The brand has never been what the boardroom wants it to be; the brand is a perception of what a company is, instilled in the minds of the audience. Previously informal conversations regarding people’s perception of the brand, both positive and negative, took place in the offline world. But the business-to-business brand now has to be managed in a much wider environment; as the era of digital communication evolves, these conversations are now also happening online – and they are searchable.
By using software companies can monitor people’s perception of the brand without having to perform expensive and extensive market research. Companies can either choose to ignore those conversations whilst at the same time hoping their competitors also ignores them, or they can use the opportunity to sit up and take notice; either passively through observation, through active listening, or by participation in order to ultimately influence the perceptions.
The B2B brand is becoming more accessible, and the audience can now engage on their time and on their terms with the brand. Core values of the brand can be further enhanced by connecting, engaging and building relationships with various stakeholders. Business-to-businesses marketers have the option to embrace these opportunities. By engaging in the social media space the brand now has the chance to demonstrate an added dimension of branding; the brand personality. Through social media the brand can more efficiently demonstrate thought leadership, increase awareness, establish trust, and highlight the competitive advantage with a reach potentially covering all people connected to the Internet. Social media can gather people in niche markets on a global basis.
But in the world of social media there is no delete button. Once a comment is out there, it is out there and it cannot be taken back. A slip-up can build momentum and have a tremendous negative impact on people’s perception of the brand. Social media is word-of-mouth on steroids, and that is both the opportunity and threat. As employees within companies are participating in the online space through networking platforms, commenting on blogs or participating on forums, they are representing the brand. The employees need to be made aware of that, and they need to be provided with guidelines in order to keep the brand consistent through all customer touch points.
Companies should listen internally and externally to find out where the conversations are happening. The opportunities present for each company depends on the unique properties of the company. Two companies within the same industry with the same products or services can have different objectives with social media, just like Microsoft with over 4,000 bloggers compared to Apple with the one-man-social-media-machine Steve Jobs.

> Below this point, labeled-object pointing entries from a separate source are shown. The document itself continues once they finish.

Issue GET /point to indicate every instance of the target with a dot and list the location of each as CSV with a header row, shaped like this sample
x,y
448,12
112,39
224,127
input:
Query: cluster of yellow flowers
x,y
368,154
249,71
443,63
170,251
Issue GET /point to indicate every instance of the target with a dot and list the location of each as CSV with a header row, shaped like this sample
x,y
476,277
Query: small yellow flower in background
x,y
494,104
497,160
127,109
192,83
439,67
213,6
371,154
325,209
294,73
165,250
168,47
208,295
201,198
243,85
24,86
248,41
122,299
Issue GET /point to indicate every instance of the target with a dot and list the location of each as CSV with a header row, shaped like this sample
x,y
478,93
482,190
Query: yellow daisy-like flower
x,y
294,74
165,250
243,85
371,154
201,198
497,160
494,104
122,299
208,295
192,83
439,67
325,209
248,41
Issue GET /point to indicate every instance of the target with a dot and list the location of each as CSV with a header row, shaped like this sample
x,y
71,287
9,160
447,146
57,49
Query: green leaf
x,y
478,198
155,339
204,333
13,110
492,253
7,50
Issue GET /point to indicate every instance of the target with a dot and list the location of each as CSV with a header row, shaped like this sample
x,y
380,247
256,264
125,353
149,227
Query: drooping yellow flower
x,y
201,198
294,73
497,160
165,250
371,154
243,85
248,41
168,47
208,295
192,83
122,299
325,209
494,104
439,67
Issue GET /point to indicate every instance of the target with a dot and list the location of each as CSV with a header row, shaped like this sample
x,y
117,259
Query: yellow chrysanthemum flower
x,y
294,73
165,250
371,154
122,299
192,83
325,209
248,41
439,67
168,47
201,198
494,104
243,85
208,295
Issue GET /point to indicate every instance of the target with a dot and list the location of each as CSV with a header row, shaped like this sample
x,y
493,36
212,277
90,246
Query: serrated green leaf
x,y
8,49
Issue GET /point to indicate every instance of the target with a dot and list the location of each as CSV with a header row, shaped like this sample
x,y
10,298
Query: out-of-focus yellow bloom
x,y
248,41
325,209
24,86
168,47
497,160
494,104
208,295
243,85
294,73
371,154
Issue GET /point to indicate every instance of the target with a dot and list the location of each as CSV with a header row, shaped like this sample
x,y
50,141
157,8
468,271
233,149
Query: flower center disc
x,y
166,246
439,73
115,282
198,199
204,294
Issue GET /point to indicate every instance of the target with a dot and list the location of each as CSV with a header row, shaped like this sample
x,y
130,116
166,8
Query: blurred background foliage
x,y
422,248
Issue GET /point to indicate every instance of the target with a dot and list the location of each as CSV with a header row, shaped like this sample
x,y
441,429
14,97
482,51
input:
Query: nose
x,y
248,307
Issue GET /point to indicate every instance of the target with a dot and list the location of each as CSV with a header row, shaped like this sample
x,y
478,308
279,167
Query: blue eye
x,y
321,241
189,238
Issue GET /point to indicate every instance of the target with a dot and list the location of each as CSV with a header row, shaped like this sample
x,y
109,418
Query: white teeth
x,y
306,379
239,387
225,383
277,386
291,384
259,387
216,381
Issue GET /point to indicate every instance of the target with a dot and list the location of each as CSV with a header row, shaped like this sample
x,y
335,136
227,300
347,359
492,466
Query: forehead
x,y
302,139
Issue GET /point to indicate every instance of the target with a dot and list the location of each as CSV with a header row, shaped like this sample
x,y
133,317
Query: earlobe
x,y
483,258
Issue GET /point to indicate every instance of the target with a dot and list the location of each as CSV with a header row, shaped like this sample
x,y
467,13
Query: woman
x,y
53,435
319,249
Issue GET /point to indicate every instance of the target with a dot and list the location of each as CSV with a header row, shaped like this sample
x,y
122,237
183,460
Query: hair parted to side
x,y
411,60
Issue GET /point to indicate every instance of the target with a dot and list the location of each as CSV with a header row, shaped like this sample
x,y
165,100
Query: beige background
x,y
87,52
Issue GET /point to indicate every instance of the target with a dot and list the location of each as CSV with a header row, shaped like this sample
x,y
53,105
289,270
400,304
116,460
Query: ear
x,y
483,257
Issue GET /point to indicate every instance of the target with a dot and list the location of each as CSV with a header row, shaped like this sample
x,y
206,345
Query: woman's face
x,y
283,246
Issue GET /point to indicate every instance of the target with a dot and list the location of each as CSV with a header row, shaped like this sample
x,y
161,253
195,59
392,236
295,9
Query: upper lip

Based on internal and external investigations, the company should establish an objective with their social media engagements; companies should ask themselves what business objective they want to solve through social media. Participation in social media should not be focused hard-selling, but on providing the audience with content or features of value. When the objective is identified, the company should create a strategy. Only when the strategy is in place the company can start thinking about which tools, tactics and technologies they want to use. Where companies go from there depends on the objective, the strategy and on the unique properties of each company.
“I realize everyone is telling you social media is a unicorn, but maybe it’s just a horse?”